Another reason could be the language. If you’ve ever read The Lord of the Rings or Harry Potter, British English can be rich with words that aren’t often used in American English. In addition to being fun to read, these words make readers feel clever when they learn them (even if they don’t necessarily understand what they mean).
How would it feel to live like that?
Let’s say you’re a spy. You work for British Intelligence, also known as MI6 British Intelligence. You don’t know what your cover is. In fact, you don’t even know when you’re undercover—it could be all the time or none of the time. What if, for all you know, you’ve been underground for ten years with no idea?
You’d have to develop an incredibly thick skin. But that doesn’t mean your life wouldn’t be hard—actually, it would be pretty terrifying.
You work for an organization with no real accountability to the public or other branches of government. That means you can do whatever it takes to complete your missions. Sometimes that means killing innocent bystanders in a situation; sometimes that means killing people who did commit crimes, and sometimes it means using the information you have on influential people to gain their trust (and then using their faith against them).

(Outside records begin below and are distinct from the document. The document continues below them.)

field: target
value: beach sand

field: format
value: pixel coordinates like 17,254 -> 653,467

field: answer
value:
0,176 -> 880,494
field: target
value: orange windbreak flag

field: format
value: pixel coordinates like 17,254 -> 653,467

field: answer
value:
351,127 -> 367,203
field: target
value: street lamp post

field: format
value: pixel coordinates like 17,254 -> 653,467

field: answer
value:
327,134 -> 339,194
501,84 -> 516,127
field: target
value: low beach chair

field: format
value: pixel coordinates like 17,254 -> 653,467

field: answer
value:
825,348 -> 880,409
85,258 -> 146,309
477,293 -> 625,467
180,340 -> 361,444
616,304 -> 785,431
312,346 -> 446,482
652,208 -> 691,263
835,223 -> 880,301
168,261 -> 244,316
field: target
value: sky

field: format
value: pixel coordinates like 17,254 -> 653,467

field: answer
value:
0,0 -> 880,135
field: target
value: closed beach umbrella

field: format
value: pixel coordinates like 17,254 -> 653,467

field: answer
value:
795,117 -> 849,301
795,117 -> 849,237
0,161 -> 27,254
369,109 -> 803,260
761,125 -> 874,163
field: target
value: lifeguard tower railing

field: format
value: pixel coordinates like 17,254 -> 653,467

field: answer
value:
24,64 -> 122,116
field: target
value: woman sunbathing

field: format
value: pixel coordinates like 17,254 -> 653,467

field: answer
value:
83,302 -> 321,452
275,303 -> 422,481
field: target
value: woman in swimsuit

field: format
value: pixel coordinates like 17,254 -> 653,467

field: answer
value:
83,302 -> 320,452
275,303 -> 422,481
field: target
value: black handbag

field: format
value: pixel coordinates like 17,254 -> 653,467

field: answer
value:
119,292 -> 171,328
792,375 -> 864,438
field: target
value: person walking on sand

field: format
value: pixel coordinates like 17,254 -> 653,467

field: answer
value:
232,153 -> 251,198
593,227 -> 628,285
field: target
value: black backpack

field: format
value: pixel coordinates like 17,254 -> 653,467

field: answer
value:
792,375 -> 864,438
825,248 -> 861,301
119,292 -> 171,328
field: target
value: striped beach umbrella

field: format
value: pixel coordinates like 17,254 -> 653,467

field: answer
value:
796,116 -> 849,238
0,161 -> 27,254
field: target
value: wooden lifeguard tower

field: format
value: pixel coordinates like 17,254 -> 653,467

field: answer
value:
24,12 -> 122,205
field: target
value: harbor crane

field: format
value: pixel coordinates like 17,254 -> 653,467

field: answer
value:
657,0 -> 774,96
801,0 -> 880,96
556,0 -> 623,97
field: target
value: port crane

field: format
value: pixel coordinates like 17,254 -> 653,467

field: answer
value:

What are the reasons people love British spy novels?
The answer is not just one thing but rather a combination of elements. A well-written British spy novel will contain clear characters, high stakes, and a clever plot that keeps readers guessing until the very end.
The first element is clear characters. If you don’t know who everyone is—who the good guys are, who the bad guys are. British spy novels often have multiple main characters, but each character has a distinct personality, which helps make them easy to tell apart.
Another critical element is high stakes. In a spy novel, someone’s life is usually on the line every chapter. The characters almost always have to make life-or-death decisions about whether to trust this person. The stakes are high for both the protagonist and the reader: if you stop reading because you’ve figured out what will happen next, you might miss something important!
Finally, there’s a clever plot that keeps readers guessing until the end. It’s not enough to have an exciting story with twists and turns; it has to be well written!